What it doesn’t say is that the optimum of any of the series of squiggles in between alters in an any given circumstances. Edmund Jerk makes the point well. If people perceive that that paid for from the common funds (taxation) doesn’t benefit them more than they would have benefitted by spending the tax money themselves, they lose the incentive to create more wealth.
Lower taxation can only be had with lower level of publicly provided services. The money retained by the taxpayers is instead spent by those who created the wealth in the first place. There’s no question that we, individual consumers are, by and large, better in spending the money than a bunch bureaucrats, however well meaning they may be. The American system of local taxation, and local spend seems better than the massive decoupling between the raising of tax revenues, an act that effects each of us directly, and their centrally approved re-investment, in which we have increasingly less say.
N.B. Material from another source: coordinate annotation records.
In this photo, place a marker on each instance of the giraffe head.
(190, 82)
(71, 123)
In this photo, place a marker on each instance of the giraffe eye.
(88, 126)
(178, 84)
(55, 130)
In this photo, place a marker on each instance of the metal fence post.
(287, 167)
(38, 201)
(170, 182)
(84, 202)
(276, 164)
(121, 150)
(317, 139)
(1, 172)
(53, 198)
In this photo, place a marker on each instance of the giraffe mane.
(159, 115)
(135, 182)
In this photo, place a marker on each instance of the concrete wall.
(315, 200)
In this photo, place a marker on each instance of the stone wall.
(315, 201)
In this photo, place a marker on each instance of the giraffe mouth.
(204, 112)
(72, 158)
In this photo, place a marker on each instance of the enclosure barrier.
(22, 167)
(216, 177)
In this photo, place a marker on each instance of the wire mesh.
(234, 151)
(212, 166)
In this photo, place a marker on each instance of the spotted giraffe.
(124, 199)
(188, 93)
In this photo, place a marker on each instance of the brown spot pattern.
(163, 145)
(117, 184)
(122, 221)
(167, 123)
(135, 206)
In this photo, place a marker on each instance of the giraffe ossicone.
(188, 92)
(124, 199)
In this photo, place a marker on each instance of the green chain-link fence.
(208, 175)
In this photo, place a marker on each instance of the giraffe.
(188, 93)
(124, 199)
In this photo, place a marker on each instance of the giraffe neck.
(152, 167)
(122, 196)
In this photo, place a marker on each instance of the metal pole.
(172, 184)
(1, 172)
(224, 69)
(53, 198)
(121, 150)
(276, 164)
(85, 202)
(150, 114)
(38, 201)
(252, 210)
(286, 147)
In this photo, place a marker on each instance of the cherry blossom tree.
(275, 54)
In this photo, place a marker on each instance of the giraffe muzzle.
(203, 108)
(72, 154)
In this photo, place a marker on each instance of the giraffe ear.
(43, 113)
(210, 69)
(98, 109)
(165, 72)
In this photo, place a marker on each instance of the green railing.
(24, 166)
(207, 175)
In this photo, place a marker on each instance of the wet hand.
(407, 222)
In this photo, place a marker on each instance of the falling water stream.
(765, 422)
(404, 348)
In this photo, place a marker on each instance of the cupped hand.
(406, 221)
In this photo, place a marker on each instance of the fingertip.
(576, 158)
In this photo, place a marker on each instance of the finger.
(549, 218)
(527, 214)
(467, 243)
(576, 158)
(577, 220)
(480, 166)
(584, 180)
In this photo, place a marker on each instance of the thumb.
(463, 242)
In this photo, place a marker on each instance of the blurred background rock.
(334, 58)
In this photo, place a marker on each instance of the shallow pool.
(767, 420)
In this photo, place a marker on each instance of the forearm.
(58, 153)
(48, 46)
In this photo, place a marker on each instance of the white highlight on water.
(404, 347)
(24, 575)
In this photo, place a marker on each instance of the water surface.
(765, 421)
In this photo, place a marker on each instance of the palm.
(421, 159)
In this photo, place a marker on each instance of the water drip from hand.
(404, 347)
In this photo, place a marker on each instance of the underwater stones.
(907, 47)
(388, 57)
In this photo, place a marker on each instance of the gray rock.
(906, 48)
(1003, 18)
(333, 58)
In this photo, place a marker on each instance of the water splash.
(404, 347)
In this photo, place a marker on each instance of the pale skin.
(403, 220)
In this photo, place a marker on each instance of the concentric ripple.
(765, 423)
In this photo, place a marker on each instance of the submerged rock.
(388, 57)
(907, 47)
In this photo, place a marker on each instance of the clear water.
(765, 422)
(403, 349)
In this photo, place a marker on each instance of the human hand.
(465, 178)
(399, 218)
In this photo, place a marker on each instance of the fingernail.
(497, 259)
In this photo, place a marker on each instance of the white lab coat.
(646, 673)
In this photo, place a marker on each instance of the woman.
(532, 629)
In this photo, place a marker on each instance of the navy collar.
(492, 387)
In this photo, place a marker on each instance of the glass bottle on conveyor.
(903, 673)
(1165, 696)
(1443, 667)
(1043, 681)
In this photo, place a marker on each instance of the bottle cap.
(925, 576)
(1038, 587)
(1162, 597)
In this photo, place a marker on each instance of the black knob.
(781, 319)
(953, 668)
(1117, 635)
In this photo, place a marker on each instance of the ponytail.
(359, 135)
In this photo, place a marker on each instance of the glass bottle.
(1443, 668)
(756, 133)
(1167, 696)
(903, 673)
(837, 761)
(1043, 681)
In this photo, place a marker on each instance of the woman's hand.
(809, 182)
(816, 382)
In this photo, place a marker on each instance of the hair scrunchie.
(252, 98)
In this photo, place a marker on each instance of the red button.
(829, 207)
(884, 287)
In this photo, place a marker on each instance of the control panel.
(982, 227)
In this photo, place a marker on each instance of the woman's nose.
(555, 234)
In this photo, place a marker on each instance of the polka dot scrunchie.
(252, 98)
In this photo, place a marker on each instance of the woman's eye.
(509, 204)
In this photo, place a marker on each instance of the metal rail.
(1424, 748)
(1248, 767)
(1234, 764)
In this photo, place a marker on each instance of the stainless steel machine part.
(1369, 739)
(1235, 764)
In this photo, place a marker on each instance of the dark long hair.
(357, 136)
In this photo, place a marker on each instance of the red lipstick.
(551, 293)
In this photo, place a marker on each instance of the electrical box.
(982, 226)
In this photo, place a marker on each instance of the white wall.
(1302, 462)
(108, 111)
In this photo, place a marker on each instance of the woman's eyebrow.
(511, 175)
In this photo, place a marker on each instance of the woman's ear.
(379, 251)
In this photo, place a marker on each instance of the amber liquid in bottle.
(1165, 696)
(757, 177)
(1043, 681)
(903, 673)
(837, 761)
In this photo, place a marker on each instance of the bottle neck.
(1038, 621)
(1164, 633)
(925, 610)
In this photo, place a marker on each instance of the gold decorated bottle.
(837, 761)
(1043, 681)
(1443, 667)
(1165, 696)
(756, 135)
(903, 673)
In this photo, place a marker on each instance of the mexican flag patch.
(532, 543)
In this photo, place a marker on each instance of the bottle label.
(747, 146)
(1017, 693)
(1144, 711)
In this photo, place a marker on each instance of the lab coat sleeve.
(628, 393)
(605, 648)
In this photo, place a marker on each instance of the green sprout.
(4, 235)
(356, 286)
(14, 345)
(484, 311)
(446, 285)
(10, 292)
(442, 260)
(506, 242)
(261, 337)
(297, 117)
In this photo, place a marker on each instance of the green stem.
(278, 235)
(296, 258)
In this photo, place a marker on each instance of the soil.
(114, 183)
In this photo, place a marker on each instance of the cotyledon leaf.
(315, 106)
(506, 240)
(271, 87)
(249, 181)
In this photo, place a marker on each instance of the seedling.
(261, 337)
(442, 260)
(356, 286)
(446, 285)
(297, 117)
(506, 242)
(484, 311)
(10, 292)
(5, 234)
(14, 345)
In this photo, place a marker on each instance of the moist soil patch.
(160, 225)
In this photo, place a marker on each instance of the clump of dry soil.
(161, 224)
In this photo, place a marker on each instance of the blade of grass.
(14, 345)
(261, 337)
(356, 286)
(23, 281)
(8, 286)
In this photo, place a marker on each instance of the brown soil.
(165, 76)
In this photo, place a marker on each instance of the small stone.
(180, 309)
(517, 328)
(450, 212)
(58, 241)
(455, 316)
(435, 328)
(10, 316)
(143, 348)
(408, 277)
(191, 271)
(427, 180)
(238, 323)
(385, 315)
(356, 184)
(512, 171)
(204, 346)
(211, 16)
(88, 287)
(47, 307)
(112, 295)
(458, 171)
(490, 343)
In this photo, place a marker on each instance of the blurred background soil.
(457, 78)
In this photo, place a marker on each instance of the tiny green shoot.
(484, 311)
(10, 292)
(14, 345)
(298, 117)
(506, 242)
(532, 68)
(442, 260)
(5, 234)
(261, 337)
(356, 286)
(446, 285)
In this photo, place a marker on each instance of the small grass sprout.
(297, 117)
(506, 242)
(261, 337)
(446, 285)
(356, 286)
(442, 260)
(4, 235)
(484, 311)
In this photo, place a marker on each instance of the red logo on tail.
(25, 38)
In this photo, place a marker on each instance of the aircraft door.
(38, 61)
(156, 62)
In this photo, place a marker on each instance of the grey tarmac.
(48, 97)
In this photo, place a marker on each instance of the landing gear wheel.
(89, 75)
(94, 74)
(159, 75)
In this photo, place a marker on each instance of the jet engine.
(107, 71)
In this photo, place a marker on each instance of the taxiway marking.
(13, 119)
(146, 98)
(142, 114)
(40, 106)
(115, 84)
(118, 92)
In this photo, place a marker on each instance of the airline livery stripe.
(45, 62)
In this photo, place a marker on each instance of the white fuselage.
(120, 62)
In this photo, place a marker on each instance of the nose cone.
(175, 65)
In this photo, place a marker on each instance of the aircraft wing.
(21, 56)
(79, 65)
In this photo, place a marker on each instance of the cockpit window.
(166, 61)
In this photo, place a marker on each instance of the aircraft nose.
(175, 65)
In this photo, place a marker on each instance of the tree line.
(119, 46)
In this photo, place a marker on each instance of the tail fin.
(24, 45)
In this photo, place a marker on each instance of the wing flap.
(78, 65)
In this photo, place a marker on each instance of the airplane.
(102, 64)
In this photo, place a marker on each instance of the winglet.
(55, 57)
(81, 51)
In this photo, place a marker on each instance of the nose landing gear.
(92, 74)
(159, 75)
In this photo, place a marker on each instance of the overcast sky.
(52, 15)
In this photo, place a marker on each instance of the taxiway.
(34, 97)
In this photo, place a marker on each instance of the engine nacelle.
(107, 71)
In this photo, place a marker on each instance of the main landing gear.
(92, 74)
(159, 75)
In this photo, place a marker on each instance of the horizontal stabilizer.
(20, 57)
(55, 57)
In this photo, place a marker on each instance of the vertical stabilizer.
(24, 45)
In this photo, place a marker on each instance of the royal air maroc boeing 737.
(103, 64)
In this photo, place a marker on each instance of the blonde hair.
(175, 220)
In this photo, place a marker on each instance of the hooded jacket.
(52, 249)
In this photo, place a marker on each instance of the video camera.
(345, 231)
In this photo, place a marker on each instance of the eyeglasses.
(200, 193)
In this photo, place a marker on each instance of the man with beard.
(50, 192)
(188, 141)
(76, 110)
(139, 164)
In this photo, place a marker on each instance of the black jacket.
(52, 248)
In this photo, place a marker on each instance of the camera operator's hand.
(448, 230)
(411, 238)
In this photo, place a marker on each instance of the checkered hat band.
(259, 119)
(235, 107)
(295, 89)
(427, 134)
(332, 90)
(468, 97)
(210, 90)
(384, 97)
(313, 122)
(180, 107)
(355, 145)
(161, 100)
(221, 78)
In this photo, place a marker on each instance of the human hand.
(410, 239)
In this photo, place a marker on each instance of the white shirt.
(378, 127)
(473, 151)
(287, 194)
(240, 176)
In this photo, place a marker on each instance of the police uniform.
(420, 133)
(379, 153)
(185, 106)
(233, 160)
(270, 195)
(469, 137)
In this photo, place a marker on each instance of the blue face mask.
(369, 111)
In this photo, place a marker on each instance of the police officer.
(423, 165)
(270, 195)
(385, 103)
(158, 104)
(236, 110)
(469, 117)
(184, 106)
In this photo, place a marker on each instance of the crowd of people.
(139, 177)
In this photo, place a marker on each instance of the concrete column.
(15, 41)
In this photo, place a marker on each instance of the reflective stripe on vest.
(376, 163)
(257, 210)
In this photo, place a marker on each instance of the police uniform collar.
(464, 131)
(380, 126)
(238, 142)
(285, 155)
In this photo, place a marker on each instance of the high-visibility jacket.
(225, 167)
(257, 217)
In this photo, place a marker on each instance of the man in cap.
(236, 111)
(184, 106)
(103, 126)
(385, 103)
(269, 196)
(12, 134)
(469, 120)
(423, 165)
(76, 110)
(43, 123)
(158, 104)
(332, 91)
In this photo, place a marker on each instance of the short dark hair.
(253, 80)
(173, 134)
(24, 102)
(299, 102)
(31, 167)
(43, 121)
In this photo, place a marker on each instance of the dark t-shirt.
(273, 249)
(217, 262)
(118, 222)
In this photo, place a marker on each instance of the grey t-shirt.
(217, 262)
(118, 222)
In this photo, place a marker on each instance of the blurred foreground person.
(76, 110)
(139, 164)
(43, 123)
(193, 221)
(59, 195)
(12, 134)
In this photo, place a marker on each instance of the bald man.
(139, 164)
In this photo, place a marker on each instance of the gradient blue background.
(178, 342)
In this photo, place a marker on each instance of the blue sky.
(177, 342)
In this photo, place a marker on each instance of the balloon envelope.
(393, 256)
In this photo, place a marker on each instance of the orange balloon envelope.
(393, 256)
(ndm: am fully aware of a falling share of locally raised taxes in the total spend)
ndm
December 10th, 2009 9:50pm Report this commentLower taxation can only be had with lower level of publicly provided services
Would that it were more as Julia Child put it. We only need to look back at the Bush Administration's 2001 tax cuts which were funded through debt not a lower level of publicly provided services.
Dirty Euro
December 10th, 2009 10:22pm Report this commentThe USA cut taxes and has ended up poorer than France and the UK. The taxes have gone down and people are poorer.
Christopher Chantrill
December 10th, 2009 11:20pm Report this comment"Someone should probably mention this to the Republican party."
Not.
You are missing the point. The late dear old Irving Kristol one wrote that Republicans should always hand the country to the Democrats flat broke.
When it comes to taxes, Republicans should cut, cut, and cut again. As Verdi said to his librettist Piave.
Then, Kristol suggested, the Democrats would be forced to raise taxes into a hurricane of taxpayer rage. Rather like right now.
In the US the Republican Party is slowing coming to realize that they should not help the Democrats milk the private sector for monies with which to bribe their supporters. Ever.
Because we won't get to reform the welfare state until it hits the buffers.
Snowman
December 11th, 2009 12:39am Report this commentChristopher Chantrill: exactly
daniel.waweru
December 11th, 2009 5:13am Report this commentThomas Frank is good value on Cantrill's point:
And it's a mad world when Naomi Klein's claims are vindicated by their targets. Out of the mouths of conservatives...
Yam Yam
December 11th, 2009 10:02am Report this commentDirty Euro - the reason that the United States is growing poorer is that whilst Bush cut taxes he did not control public spending. Instead, he ramped up defence spending to pay for his War On Terror.
Unfortunately - like Britain - the United States is living way beyond its means. It cannot forever pay for the burdens of empire whilst living high on the hog of cheap imports, all on the back of a steeply accumulating national deficit.